Not yet a month ago, I stepped out of my front door on October 23rd with the intention of visiting the Chicago Portage and was immediately summoned to action by the calls of American Crows. Crows make a racket whenever there’s a predator around, and sure enough, a Red-tailed Hawk was perched on my neighbor’s radio antenna across the street.
What ensued was Crows chasing the hawk, which gave me some lovely images against a cloudless sky.
When the three Crows had dispensed of the Red-tailed Hawk, they perched on the antenna for a moment, perhaps reflecting on their successful mission.
I got into my car and drove over to the Portage to savor one of those last beautiful fall days.
Yellow-rumped Warblers hadn’t left yet. It was a challenge to pick one out from the fallen leaves on the grass off the parking lot.
An American Goldfinch blended in with the dried up foliage.
It’s been a difficult season to capture a White-throated Sparrow well. I became more intrigued with the pattern on the back of this one.
I think this was the last time I saw a Gray Catbird.
I reported 16 Golden-crowned Kinglets but barely captured this one.
It was still possible to see Yellow-rumped Warblers foraging in the duckweed-covered stream, and of course Mallards were making their way through the muck of it all.
I counted four Hermit Thrushes that day as I found them all over the preserve. Later going through my photos I thought I had a Gray-cheeked Thrush, but it came up rare on ebird and I didn’t feel like arguing the point when the Hermit Thrush I was also photographing had distinctly dark spotting on the breast.
One thing I did notice a lot this year was Hermit Thrushes standing flicking their tails upward.
So here’s the bird I think was a Gray-cheeked Thrush.
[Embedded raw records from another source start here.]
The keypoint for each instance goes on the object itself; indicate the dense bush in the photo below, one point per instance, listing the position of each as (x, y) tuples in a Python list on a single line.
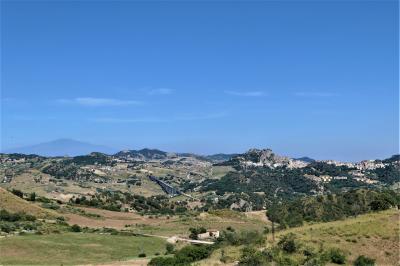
[(251, 256), (76, 228), (364, 261), (288, 243), (169, 248), (330, 207), (337, 256)]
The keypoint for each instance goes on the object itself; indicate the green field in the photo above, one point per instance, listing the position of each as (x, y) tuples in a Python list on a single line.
[(375, 235), (75, 248)]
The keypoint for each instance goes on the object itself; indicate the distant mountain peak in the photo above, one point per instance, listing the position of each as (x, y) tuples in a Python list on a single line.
[(62, 147)]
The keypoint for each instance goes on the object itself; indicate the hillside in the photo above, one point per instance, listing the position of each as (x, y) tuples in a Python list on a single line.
[(62, 147), (375, 235), (14, 204)]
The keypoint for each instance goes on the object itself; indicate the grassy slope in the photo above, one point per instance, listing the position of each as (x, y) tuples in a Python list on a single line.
[(375, 235), (75, 248), (168, 227), (12, 203)]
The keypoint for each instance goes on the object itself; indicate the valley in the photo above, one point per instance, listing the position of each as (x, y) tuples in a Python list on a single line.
[(134, 207)]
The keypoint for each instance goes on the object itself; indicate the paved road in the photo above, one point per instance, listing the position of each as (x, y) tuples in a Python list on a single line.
[(174, 239)]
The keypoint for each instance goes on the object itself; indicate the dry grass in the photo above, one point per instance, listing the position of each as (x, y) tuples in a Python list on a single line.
[(375, 235), (163, 225)]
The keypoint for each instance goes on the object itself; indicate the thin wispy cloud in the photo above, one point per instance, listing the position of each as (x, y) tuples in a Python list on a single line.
[(315, 94), (160, 91), (98, 102), (246, 93), (185, 117)]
It seems crazy to report it almost a month later. I think I’ll pass on this enigma.
More American Goldfinches blending in with the fall colors.
All these leaves and their colors have left us by now.
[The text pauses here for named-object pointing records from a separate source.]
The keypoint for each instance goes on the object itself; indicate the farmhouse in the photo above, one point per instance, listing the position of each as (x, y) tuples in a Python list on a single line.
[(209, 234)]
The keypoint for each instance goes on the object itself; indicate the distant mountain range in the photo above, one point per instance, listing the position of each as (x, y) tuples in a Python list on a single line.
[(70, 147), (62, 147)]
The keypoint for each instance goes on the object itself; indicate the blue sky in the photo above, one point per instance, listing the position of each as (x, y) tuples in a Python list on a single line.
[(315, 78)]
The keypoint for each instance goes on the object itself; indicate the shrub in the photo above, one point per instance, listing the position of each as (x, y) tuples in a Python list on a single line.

Perhaps my biggest surprise that day was seeing an Eastern Phoebe. As far as I could tell, there wasn’t a pair at the Portage all summer, but it was nice to see this one coming through so late. I couldn’t stop taking photos of it.
And the birds I will be seeing all winter were becoming more visible, like this male Downy Woodpecker.
I always hear and generally see Black-capped Chickadees but they don’t always give me great opportunities for photographs, so I took this one up on its offer.
I will be back soon with photos from more recent local expeditions. I just wanted to share this before it got too far away from me.
We are feeling winter’s grip this week. Snow is in the forecast for tomorrow and Wednesday. I guess it’s only fitting that the temperatures match the ever-diminishing hours of daylight. Even though I bought a nice little lamp to light up my music, I think I’ll have to start playing piano just a little bit earlier. Maybe the best thing about all this is comfort food, particularly soup and bread.